Gomolka habe sich den Herausforderungen wie etwa der Werftenkrise mutig gestellt und den Aufbau des Landes nach der Deutschen Einheit entscheidend mitgeprägt. Das Zusammenwachsen Europas sei ihm eine Herzensangelegenheit gewesen. "Für sein Engagement für unser Land und Europa gebühren ihm großer Dank und höchste Anerkennung", sagte Schwesig weiter. Sie spreche den Angehörigen ihr Beileid aus. "Wir verabschieden uns in stiller Trauer von Alfred Gomolka und werden sein Andenken stets in Ehren halten."

Fraktion entzog ihm 1992 das Vertrauen

So harmonisch die Beziehung zwischen Person und Partei nun im Nachruf der CDU auch erscheinen mag, so gleicht sie doch eher einer Berg- und Talfahrt. Gomolka war schon in jungen Jahren in die DDR-CDU eingetreten, ihr aber wegen deren Nähe zur SED nicht durchgängig treu geblieben. Im September 1990 wurde er mit 48 Jahren überraschend Spitzenkandidat der Nordost-CDU bei der ersten Landtagswahl und dann nach dem Wahlsieg der Union erster Regierungschef in Mecklenburg-Vorpommern an der Spitze einer CDU/FDP-Koalition.

Allerdings blieb Gomolka nicht lange im Amt. Die eigene Fraktion entzog ihm unter anderem in Folge der ersten Werftenkrise schon Anfang 1992 das Vertrauen. Am 16. März warf Gomolka das Handtuch und wechselte vom Stuhl des Ministerpräsidenten für den Rest der Legislaturperiode auf dem Platz des einfache Abgeordneten.

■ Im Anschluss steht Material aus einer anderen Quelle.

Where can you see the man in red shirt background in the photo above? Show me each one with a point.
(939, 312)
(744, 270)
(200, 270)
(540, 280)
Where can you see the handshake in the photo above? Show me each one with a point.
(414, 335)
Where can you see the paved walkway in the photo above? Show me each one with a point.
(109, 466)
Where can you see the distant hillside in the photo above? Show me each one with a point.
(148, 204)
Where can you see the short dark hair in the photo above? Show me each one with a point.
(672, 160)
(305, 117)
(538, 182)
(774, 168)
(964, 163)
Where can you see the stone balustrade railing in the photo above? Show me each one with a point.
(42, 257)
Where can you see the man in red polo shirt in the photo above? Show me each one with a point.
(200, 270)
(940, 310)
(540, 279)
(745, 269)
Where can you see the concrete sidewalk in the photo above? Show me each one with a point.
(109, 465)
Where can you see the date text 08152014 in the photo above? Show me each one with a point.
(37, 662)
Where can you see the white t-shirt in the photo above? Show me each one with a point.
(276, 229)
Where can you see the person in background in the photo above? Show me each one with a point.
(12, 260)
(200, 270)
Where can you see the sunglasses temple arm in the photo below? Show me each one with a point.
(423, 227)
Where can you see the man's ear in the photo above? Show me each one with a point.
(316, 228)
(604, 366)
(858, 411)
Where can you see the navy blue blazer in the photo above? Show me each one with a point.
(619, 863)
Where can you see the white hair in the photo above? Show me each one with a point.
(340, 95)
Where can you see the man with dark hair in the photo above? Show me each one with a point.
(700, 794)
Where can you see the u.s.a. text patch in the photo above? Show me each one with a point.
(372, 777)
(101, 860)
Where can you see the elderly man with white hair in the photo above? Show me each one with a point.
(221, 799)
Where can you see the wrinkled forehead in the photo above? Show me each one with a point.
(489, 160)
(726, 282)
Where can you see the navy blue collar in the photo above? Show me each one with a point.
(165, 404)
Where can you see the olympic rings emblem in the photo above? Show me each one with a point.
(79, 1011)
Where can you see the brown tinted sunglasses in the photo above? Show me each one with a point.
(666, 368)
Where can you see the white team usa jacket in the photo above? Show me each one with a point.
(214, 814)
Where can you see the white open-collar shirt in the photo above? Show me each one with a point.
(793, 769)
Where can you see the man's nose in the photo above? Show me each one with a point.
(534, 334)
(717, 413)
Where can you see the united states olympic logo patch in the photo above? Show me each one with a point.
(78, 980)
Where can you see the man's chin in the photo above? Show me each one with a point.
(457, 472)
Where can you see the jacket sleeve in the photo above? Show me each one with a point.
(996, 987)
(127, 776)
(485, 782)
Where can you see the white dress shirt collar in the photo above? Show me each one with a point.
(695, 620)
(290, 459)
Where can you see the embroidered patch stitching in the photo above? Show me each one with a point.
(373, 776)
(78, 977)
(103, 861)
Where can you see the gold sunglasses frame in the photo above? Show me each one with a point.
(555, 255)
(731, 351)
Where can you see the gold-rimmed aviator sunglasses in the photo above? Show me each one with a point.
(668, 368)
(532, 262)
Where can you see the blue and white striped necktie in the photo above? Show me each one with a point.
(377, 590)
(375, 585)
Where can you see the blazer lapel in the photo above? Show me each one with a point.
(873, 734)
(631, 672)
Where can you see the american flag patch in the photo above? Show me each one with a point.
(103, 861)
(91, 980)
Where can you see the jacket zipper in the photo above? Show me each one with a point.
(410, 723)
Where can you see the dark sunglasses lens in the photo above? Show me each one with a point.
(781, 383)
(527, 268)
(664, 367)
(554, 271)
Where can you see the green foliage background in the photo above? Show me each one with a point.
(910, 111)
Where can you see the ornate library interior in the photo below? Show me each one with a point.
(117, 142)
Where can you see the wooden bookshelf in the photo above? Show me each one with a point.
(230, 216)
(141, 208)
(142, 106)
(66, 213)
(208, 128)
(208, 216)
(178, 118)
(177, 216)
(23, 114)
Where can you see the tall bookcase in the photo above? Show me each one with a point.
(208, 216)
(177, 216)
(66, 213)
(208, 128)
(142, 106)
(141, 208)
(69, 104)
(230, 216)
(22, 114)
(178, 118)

Entzündet hatte sich der parteiinterne Konflikt am Kurswechsel der Treuhandanstalt zu den Werften. Statt, wie geplant, das marode frühere DDR-Schiffbaukombinat bis 1994 zu sanieren und dann zu privatisieren, wurde auf Druck aus der Bundespolitik ein rascher Verkauf betrieben.

Machtkampf mit Krause

Gomolka plädierte dabei für den Weg einer eher kleinteiligen, mittelständischer Privatisierung. Damit traf er aber auf den entschiedenen Widerstand anderer CDU-Kräfte um den damaligen Landesparteichef und Bundesverkehrsminister Günther Krause, die eine große Lösung favorisierten, um auch gegen internationale Konkurrenz bestehen zu können. Den Machtkampf mit Krause verlor Gomolka. Die von ihm eingeforderte kritische Aussprache zur Situation innerhalb der Partei fand nach seinen Worten damals eben so wenig statt wie die Zusammenlegung von Parteiführung und Ministerpräsidentenamt.

So ging der Großteil der Ost-Werften an den Bremer Vulkan-Verbund. Da war Gomolka aber schon durch den neuen Ministerpräsidenten Berndt Seite (CDU) ersetzt. Hunderte Millionen an Staatssubventionen, gedacht für die Sanierung der Werften in Wismar, Rostock und Stralsund, versickerten im Bremer Großkonzern, der Jahre später Pleite ging. Seither erleben die Werften im Nordosten ein stetiges Auf und Ab.

In Erinnerung bleibt auch Gomolkas erfolgloses Werben für die Bildung eines Ostdeutschen Rundfunks unter Einbeziehung Mecklenburg-Vorpommerns. Eine Mehrheit entschied sich für den Anschluss des Landes an den Norddeutschen Rundfunk (NDR).

Nach seinem Abschied aus dem Landtag 1994 wurde Gomolka in das Europäische Parlament gewählt. 15 Jahre lang wirkte der gebürtige Breslauer auf EU-Ebene und setzte sich dort nicht nur für die Interessen seines Heimatlandes, sondern auch für den Ausbau der Beziehungen zu den baltischen Staaten ein.

Mit seiner Partei schien Gomolka am Ende seines politischen Wirkens auch wieder versöhnt. Bis 2015 war er Vorsitzender der Seniorenunion im Nordosten.

Gomolka war verheiratet und Vater von vier Kindern.